Guarding the gates of auspicious folk traditions
By LIN QI | CHINA DAILY | Updated: 2026-01-29 06:45
These folk images embody people's aspirations for happiness, respect for hard work, and wisdom in maintaining harmony with nature, serving as a vehicle for promoting innovative development in outstanding traditional culture, according to Pan Yikui, director of the National Art Museum of China.
The display reflects the wide spectrum of folk art housed at the museum — there are nearly 70,000 such objects — and the country's long, epic history in various forms that range from region to region, including New Year paintings, colored clay figurines, embroidery, puppetry, and masks, with symbols of home safety, fortune-making, and family prosperity.

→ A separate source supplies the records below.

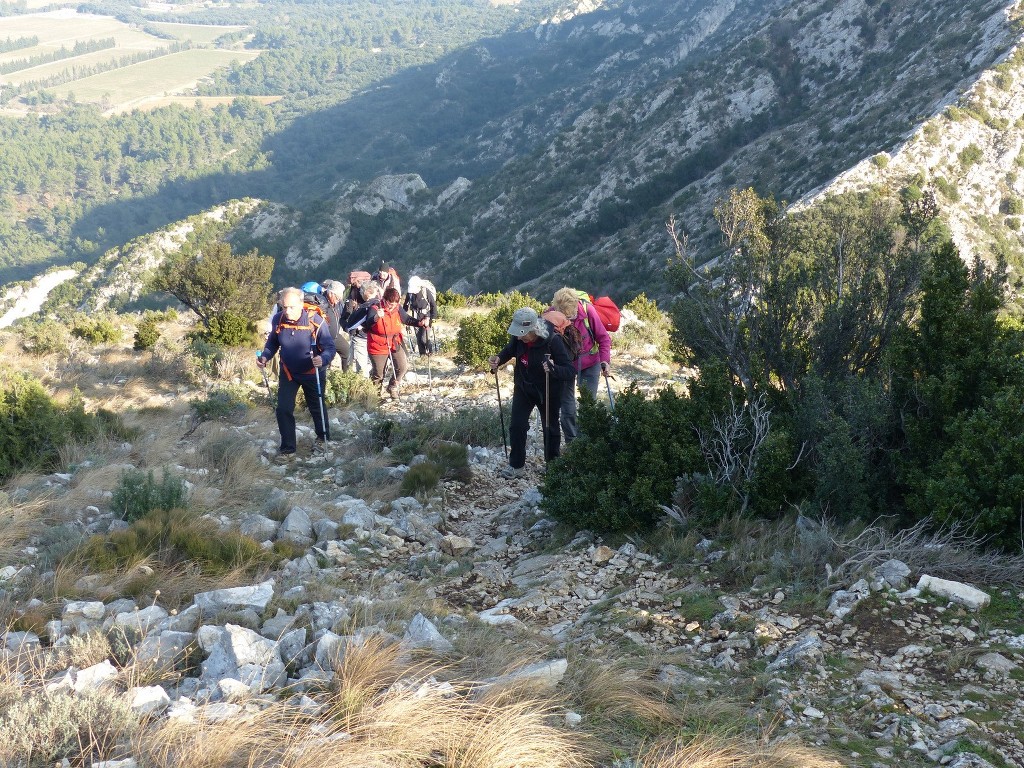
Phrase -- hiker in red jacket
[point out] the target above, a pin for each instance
(543, 368)
(595, 354)
(385, 340)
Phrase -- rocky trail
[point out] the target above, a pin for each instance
(891, 669)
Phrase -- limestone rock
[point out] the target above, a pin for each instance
(963, 594)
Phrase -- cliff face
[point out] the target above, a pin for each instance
(597, 125)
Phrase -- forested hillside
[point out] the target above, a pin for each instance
(73, 183)
(571, 134)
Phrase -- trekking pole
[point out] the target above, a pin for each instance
(501, 414)
(547, 406)
(607, 383)
(430, 377)
(266, 381)
(320, 390)
(394, 370)
(380, 387)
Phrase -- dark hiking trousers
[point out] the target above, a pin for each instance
(287, 392)
(524, 398)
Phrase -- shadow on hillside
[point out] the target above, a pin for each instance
(409, 123)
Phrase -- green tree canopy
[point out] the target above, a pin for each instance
(217, 285)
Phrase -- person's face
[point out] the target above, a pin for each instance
(292, 306)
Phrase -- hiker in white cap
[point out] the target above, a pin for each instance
(542, 366)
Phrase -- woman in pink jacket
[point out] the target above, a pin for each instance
(595, 354)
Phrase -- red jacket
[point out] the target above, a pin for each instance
(384, 329)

The rabbit is another longstanding, well-received motif with wishes for fertility and longevity. China's first lunar rover was even named Yutu (Jade Rabbit) after ancient myths and folktales of a celestial rabbit grinding out elixirs on the moon.
This imagery has a variant in Beijing and Tianjin, where people buy and worship a clay figurine called the Rabbit God (Tu'er Ye) during the Mid-Autumn Festival. These days, the Rabbit God is also popular as a tourism gift and has been manifested in creative products.

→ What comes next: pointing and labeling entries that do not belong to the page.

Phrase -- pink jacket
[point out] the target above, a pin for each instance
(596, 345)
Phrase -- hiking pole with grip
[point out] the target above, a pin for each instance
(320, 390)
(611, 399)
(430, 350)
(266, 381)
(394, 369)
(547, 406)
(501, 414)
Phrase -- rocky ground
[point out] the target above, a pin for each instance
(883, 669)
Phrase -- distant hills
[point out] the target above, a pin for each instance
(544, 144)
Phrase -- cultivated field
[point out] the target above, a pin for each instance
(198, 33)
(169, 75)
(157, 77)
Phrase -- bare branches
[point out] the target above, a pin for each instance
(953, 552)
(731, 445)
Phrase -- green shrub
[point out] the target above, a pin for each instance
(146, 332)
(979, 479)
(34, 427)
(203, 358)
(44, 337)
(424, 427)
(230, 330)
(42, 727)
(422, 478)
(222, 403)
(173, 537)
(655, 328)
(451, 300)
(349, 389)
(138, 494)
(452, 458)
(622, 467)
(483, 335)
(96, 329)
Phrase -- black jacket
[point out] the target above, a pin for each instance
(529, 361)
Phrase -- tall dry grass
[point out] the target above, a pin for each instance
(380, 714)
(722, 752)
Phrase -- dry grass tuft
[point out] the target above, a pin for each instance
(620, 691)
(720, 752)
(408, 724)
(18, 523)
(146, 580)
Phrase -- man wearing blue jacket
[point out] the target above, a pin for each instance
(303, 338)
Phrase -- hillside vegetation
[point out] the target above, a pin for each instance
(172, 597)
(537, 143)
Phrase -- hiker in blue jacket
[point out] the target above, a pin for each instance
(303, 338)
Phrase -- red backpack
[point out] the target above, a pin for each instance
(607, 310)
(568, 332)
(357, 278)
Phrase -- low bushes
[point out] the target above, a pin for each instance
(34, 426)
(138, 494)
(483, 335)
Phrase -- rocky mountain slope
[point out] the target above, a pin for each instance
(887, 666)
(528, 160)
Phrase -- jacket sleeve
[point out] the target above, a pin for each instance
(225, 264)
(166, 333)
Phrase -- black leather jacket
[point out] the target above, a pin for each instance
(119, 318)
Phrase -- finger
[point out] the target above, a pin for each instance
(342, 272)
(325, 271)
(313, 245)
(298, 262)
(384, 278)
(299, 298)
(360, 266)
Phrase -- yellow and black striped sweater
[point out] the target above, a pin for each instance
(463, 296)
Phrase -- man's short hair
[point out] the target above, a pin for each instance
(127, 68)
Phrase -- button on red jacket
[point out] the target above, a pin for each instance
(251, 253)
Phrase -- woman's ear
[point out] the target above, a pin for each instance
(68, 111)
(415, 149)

The rabbit, small and quiet in reality, is "endowed with supernatural powers to be revered as a god by people, and has become a renowned tourism specialty. It clearly reflects people's special fondness for it", says Liu Ying, a member of the National Art Museum of China.

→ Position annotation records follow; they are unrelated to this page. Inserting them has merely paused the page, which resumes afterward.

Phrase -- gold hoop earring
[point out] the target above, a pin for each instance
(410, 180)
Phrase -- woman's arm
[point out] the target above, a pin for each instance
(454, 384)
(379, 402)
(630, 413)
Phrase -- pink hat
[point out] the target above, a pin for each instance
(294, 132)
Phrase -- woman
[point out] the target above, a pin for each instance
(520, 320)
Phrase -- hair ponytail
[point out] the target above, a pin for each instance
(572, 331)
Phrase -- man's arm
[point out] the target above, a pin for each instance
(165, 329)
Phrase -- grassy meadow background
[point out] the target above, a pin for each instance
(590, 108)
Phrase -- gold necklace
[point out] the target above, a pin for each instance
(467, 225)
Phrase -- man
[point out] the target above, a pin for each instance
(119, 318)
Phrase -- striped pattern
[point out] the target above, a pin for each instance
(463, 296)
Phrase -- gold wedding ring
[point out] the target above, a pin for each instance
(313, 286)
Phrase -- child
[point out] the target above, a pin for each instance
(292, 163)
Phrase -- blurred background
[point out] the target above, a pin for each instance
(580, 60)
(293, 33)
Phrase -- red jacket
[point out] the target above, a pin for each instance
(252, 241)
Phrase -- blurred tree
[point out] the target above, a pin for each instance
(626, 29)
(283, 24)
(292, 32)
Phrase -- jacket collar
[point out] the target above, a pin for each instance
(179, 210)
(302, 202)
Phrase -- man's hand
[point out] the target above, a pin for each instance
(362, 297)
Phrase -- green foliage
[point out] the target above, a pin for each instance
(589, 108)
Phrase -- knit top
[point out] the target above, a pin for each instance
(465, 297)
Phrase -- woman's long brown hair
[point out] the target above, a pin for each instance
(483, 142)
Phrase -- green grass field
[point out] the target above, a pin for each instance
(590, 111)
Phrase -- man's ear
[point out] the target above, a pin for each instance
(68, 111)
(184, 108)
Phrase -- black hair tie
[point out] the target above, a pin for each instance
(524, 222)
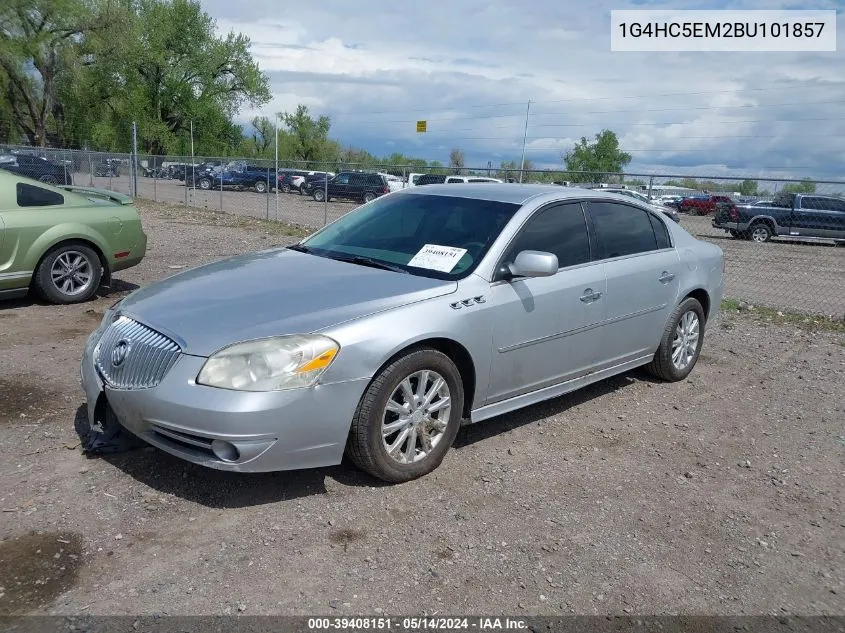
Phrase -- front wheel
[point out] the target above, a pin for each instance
(68, 274)
(681, 343)
(408, 417)
(760, 232)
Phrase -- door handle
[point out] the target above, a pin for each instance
(590, 295)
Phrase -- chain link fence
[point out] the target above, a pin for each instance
(782, 251)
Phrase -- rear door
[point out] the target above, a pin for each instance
(548, 329)
(642, 272)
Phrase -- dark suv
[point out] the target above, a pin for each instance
(350, 185)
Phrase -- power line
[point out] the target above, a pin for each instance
(575, 99)
(594, 112)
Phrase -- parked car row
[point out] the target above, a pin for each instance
(787, 215)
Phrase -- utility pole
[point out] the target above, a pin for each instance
(524, 138)
(135, 158)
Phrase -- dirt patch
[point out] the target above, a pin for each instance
(36, 569)
(21, 395)
(346, 536)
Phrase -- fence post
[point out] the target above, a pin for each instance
(326, 198)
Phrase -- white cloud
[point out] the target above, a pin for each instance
(469, 67)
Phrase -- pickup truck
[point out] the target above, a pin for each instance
(239, 176)
(701, 205)
(787, 215)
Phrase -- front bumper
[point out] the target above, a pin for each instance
(225, 429)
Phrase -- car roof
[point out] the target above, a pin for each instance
(513, 193)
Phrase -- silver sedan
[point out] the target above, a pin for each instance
(379, 335)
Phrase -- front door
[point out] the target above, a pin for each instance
(547, 328)
(642, 272)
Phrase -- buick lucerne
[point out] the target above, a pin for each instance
(380, 334)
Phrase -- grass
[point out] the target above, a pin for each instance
(808, 322)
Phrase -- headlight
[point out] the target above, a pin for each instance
(272, 364)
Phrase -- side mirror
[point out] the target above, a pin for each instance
(534, 264)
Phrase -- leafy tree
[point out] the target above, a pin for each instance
(593, 161)
(805, 186)
(41, 41)
(310, 136)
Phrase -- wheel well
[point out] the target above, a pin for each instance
(703, 298)
(91, 245)
(457, 353)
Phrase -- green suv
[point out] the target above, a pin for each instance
(64, 241)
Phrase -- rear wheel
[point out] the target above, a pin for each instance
(760, 232)
(408, 417)
(70, 273)
(681, 343)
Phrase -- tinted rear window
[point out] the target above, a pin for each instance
(32, 196)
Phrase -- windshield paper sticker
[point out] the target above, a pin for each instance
(436, 257)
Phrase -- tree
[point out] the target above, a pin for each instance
(456, 159)
(41, 42)
(805, 186)
(592, 162)
(263, 135)
(310, 136)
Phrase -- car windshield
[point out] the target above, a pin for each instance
(443, 237)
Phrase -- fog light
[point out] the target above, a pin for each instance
(225, 451)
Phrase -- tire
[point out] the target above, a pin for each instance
(366, 446)
(65, 290)
(663, 365)
(760, 232)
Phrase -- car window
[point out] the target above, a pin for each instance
(661, 233)
(622, 229)
(560, 229)
(396, 229)
(32, 196)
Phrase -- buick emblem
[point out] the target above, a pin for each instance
(119, 353)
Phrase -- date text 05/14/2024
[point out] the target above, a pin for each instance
(408, 624)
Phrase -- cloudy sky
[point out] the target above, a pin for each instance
(469, 67)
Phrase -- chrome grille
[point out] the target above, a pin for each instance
(147, 355)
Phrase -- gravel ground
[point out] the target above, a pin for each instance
(722, 494)
(802, 276)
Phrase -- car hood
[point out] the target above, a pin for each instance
(270, 293)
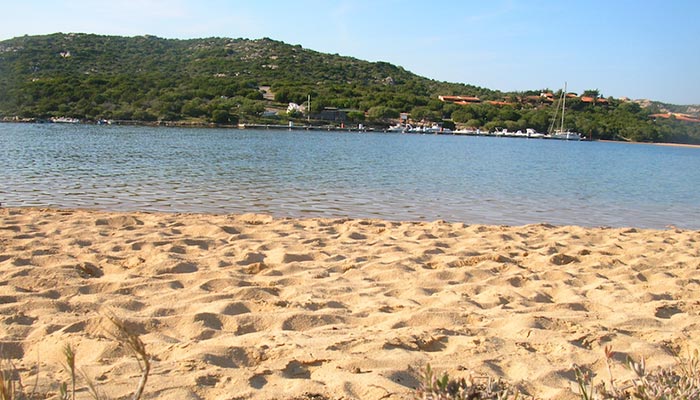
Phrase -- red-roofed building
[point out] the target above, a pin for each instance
(588, 99)
(676, 116)
(460, 99)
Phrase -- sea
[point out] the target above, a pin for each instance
(336, 174)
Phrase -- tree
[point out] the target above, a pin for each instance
(221, 116)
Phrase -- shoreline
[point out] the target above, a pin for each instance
(345, 308)
(369, 128)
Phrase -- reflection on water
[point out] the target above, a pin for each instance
(325, 174)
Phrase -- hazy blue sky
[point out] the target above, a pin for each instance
(633, 48)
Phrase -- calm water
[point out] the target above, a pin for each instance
(359, 175)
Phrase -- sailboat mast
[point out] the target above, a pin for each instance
(563, 107)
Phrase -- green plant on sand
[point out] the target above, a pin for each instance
(11, 387)
(442, 387)
(679, 383)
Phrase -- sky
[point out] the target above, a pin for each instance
(632, 48)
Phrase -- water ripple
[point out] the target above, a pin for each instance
(308, 174)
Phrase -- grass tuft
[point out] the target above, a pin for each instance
(11, 387)
(442, 387)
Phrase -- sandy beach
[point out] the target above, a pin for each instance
(252, 307)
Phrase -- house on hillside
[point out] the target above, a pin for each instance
(462, 100)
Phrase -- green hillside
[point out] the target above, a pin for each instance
(227, 81)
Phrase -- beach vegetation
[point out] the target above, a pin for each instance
(680, 382)
(12, 387)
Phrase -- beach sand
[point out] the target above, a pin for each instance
(251, 307)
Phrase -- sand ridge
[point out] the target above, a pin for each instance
(252, 307)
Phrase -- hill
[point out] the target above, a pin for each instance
(226, 81)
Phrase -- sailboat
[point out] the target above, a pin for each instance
(560, 133)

Pan says the museum has long been committed to protecting, preserving, and exhibiting folk art as a treasure of Chinese aesthetics. He says these folk symbols are mostly derived from real life and have been visualized and artistically refined through creative works. These works, with emotional sincerity and unadorned beauty, preserve the national memory and cultural identity well, he adds.